NetBlocks also revealed that users were unable to access at least two cellular networks. Myanmar is home to four main providers, the Myanmar-backed MPT, a Qatari company named Ooredoo and Norway’s Telenor. All three are rivals of the military-backed telecommunications company MyTel.

Rights groups have previously raised concerns about the potential security threats posed to MyTel users. In 2018, the European Union considered applying sanctions against it, in response to human rights abuses by the military that left thousands of Rohingya Muslims dead and drove more than 700,000 to flee to neighboring Bangladesh.

On the day of the coup, the activist group Justice for Myanmar posted on Twitter warning of potential surveillance by MyTel: “On Mytel + the other mobile networks, the military can monitor voice calls, SMS, location and some online activity. We appeal to activists, human rights defenders and journalists to take extra care of their safety in this dangerous and uncertain time by taking these steps.”

The group called for human rights workers and journalists to adopt a number of measures to protect themselves from surveillance, including boycotting MyTel, using end-to-end encrypted apps like Signal, and avoiding voice calls and the sending of SMS messages on all networks. 

While it is uncommon for a nation’s armed forces to invest in mobile and internet infrastructure, as is the case in Myanmar, military control of digital spaces can yield huge power over citizens.

“The communication disruptions are an attempt by the Myanmar military to pull a blind over its heinous actions, including arbitrary detention of prominent critics of the military, wrote a spokesperson for Justice for Myanmar in an email. “This has instilled fear among the public and disrupted the daily lives of many who rely on the networks to conduct their work, which for some has been crucial during the time of pandemic.”

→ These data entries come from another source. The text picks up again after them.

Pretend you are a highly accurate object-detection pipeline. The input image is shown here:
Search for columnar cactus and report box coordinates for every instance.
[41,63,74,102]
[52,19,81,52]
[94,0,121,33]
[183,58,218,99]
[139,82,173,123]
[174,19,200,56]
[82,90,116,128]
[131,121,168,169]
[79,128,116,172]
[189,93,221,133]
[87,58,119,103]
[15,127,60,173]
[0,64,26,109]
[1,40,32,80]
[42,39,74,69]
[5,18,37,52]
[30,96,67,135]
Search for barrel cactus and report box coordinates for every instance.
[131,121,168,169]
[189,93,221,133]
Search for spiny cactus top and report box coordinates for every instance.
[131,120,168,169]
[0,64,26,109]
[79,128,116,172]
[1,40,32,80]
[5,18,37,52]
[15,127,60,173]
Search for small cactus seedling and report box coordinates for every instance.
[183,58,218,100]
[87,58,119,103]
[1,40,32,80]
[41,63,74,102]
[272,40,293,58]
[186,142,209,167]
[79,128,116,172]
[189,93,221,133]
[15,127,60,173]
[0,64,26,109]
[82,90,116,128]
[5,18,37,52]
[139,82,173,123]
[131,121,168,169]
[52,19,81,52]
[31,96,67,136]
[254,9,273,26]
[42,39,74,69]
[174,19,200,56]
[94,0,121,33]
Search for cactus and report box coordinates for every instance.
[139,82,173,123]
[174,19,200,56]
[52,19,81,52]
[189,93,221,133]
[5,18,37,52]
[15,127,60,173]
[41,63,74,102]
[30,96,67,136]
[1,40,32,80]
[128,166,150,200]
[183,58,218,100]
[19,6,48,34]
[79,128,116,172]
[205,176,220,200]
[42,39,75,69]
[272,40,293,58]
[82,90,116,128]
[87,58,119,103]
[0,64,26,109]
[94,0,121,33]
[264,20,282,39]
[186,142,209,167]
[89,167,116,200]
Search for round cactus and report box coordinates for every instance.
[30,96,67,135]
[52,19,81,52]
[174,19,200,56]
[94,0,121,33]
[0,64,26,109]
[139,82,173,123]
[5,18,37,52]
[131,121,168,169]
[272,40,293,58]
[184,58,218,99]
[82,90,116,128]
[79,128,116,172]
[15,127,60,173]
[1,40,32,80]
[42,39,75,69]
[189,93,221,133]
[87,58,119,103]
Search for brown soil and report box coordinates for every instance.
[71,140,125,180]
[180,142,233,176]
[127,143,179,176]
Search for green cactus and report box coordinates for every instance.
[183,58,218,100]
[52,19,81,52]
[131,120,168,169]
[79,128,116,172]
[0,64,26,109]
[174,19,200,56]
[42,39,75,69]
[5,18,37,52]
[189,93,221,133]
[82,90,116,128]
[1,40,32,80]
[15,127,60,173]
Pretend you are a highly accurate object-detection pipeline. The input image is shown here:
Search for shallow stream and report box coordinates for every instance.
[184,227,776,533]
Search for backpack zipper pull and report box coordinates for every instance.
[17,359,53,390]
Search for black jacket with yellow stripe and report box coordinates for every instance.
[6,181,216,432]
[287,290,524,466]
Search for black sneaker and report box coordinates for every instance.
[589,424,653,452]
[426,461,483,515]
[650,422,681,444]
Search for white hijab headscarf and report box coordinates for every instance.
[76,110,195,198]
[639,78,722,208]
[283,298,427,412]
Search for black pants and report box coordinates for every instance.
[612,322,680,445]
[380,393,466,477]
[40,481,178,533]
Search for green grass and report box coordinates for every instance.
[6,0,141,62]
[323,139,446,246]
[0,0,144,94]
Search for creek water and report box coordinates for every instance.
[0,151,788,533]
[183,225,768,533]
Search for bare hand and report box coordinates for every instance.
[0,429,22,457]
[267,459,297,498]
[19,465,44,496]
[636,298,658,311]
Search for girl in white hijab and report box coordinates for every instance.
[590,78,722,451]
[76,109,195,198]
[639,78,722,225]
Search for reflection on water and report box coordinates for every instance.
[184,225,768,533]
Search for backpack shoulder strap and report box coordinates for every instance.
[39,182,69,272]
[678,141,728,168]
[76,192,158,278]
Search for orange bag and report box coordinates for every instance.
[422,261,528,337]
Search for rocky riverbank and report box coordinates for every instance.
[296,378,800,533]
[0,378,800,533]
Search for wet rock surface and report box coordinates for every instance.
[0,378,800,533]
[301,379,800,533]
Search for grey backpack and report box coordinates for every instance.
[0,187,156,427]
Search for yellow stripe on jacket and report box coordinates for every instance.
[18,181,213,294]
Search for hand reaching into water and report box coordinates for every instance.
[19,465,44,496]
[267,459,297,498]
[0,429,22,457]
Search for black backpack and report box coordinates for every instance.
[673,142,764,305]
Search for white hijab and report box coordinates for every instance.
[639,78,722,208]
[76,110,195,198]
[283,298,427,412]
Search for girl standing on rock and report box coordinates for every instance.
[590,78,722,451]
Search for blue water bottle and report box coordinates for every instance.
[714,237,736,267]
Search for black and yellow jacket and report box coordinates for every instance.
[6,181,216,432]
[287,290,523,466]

The internet has provided authoritarian leaders and democratic governments with a valuable off-switch to control populations during times of crisis. Online blackouts, disruptions to connectivity and social media outages have been a hallmark of elections and protests in 35 countries since 2019, including Iran, Uganda and Ethiopia. Coda Story has previously reported on blackouts in India and the introduction of new laws limiting digital freedoms in Russia.

While cellular network and internet access has mostly returned to Myanmar, digital rights activists are concerned about future consequences for free speech as the military consolidates its control of the country’s institutions. On Wednesday morning, users on two Facebook groups, Myanmar Civil Disobedience Movement Funds and Yangon Youth Network, were calling for doctors, teachers and other professions to halt work in protest against the coup. 

“From a freedom perspective, I believe there will be more control of internet traffic,” said an employee of Internet in Myanmar, a technology news website, who spoke on condition of anonymity. “Since the last few months, the government started to introduce some filtering, I think we should expect that will happen more and more.”